Harry Whitta

Personal information
- Full name: Henry Beckett Whitta
- Born: 2 March 1883 Christchurch, New Zealand
- Died: 11 July 1944 (aged 61) Christchurch
- Batting: Right-handed

Domestic team information
- 1903–04 to 1919–20: Canterbury

Career statistics
| Competition | First-class |
| Matches | 19 |
| Runs scored | 749 |
| Batting average | 22.69 |
| 100s/50s | 1/4 |
| Top score | 147 |
| Balls bowled | 30 |
| Wickets | 0 |
| Bowling average | – |
| 5 wickets in innings | – |
| 10 wickets in match | – |
| Best bowling | – |
| Catches/stumpings | 6/– |
- Source: CricketArchive, 9 January 2015

= Harry Whitta =

New Zealand cricketer

Henry Beckett Whitta (2 March 1883 – 11 July 1944) played first-class cricket for Canterbury from 1904 to 1919, and played for New Zealand in the days before New Zealand played Test cricket.

"A dashing batsman of short stature, and an excellent point fieldsman", Whitta had his best season in 1913–14, when he captained Canterbury and was the leading batsman in the Plunket Shield, scoring 333 runs in four matches at an average of 47.57. Opening the batting, he scored 147 (in 260 minutes) and 41 in the 318-run victory over Auckland.

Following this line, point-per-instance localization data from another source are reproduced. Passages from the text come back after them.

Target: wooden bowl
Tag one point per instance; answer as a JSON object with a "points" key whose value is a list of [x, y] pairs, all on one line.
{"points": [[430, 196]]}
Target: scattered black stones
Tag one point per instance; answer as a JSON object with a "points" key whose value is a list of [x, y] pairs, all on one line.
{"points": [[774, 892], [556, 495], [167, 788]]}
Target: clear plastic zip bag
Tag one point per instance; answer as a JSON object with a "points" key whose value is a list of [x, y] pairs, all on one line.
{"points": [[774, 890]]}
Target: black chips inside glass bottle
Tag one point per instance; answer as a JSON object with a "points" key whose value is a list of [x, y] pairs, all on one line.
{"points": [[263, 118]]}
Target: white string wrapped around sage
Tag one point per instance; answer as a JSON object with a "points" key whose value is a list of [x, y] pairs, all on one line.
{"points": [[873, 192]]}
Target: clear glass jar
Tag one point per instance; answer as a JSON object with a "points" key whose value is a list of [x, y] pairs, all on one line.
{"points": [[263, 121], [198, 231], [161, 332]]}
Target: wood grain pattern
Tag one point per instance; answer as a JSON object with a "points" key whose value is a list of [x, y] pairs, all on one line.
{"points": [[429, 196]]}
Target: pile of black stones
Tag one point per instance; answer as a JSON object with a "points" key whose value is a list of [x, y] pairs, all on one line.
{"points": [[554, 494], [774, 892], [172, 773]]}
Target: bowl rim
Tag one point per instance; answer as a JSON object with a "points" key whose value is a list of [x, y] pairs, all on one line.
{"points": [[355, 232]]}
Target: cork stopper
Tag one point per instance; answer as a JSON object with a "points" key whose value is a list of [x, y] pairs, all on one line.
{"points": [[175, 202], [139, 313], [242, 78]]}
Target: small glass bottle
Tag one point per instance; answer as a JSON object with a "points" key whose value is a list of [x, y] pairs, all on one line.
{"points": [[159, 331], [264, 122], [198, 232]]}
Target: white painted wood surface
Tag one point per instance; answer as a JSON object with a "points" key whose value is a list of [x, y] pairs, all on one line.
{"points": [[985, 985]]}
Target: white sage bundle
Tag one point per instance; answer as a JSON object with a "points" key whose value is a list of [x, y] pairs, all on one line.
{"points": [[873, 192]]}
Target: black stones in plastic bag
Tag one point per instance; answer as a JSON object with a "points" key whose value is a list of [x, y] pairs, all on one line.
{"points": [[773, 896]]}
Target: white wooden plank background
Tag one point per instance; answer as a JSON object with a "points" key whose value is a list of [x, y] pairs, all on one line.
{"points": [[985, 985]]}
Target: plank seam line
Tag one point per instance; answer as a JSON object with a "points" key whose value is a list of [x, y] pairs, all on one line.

Canterbury won all four matches easily. He was selected to open the batting in New Zealand's first match against the touring Australians later that season, and scored 12 and 53 (in 63 minutes) but New Zealand lost and he was one of seven players omitted for the second match. Whitta was also the leading batsman in the Christchurch competition that season, with 745 runs at 106.42 for his club Riccarton, who were defeated in the final.

Whitta later served as selector for Canterbury, and as a Test selector.